Bitcoin pode estar se afastando de seu ciclo de quatro anos à medida que o capital institucional e a liquidez macroeconômica ganham influência sobre o preço.
Em 3 de setembro, o analista de bitcoin Willy Woo disse que o bitcoin poderia estar se movendo em direção a um ritmo de 6 a 8 anos mais relacionado ao ciclo de dívida de curto prazo da finança tradicional do que ao seu schedule de halving.
Segundo ele, essa mudança não torna os halvings irrelevantes. Em vez disso, significa que sua influência está diminuindo em relação à escala de capital agora em movimento por meio de produtos negociados em bolsa, tesourarias corporativas e outros canais institucionais.
O halving do bitcoin em abril de 2024 reduziu a recompensa por bloco para 3,125 BTC, deixando a emissão anual nova em cerca de 164.250 BTC, ou aproximadamente 0,82% da oferta circulante atual. O próximo halving, esperado para 2028, reduziria novamente essa taxa para cerca de 82.125 BTC por ano, equivalente a aproximadamente 0,41% da base de oferta atual.
Isso torna cada novo choque de oferta menor, assim como a pegada da Wall Street cresce maior.
O capital institucional está começando a rivalizar com o relógio interno do bitcoin
O saldo já mudou significativamente, com as participações institucionais agora superando a quantia de miners de bitcoin adicionada à circulação anualmente.

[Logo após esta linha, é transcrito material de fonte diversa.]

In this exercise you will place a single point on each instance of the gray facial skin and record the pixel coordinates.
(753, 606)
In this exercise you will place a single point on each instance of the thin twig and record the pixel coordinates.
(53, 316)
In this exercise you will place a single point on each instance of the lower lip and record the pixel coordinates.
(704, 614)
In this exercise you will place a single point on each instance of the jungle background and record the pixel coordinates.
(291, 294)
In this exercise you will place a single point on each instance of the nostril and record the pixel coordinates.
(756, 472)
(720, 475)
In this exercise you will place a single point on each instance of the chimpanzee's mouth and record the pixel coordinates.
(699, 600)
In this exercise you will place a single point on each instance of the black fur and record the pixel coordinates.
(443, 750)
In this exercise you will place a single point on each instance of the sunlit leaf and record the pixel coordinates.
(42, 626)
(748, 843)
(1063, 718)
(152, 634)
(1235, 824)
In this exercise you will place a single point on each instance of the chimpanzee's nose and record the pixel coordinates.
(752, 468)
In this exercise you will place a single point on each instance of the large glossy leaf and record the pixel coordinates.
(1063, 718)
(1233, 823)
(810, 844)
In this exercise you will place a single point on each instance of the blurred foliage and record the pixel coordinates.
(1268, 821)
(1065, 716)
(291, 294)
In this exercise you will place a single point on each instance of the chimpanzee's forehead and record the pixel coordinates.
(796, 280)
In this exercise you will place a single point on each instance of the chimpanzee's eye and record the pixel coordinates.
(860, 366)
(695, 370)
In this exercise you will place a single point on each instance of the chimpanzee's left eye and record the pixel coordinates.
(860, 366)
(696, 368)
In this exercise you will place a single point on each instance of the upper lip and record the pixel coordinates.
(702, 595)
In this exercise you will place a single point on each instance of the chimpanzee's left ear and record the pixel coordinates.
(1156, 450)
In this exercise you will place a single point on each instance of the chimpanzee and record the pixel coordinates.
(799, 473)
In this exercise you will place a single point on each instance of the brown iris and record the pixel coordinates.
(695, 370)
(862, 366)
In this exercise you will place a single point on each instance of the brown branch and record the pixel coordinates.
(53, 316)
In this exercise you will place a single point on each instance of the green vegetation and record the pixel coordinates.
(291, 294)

Dados dos Tesouros de Bitcoin mostram que 100 empresas públicas agora detêm mais de 1,2 milhão de BTC, enquanto produtos negociados em bolsa de Bitcoin em todo o mundo controlam mais de 1,5 milhão de moedas.
Juntos, esses dois grupos representam mais de 2,7 milhões de BTC.
Essa ação já é mais de 16 vezes a quantia de novos mineiros de bitcoin atualmente produzidos em um ano. Após o halving de 2028, a lacuna se ampliará ainda mais à medida que a emissão anual cair para 82.125 BTC.
A comparação não significa que os detentores institucionais determinam o preço. Ela mostra o quanto a choque de oferta dos mineiros se tornou menor em relação ao bitcoin já presente nos balanços corporativos e nos produtos de investimento regulamentados.
O argumento de Woo é que esse equilíbrio em mudança pode tornar as condições de crédito, a liquidez global e os fluxos de carteira cada vez mais importantes na determinação das grandes viradas do mercado.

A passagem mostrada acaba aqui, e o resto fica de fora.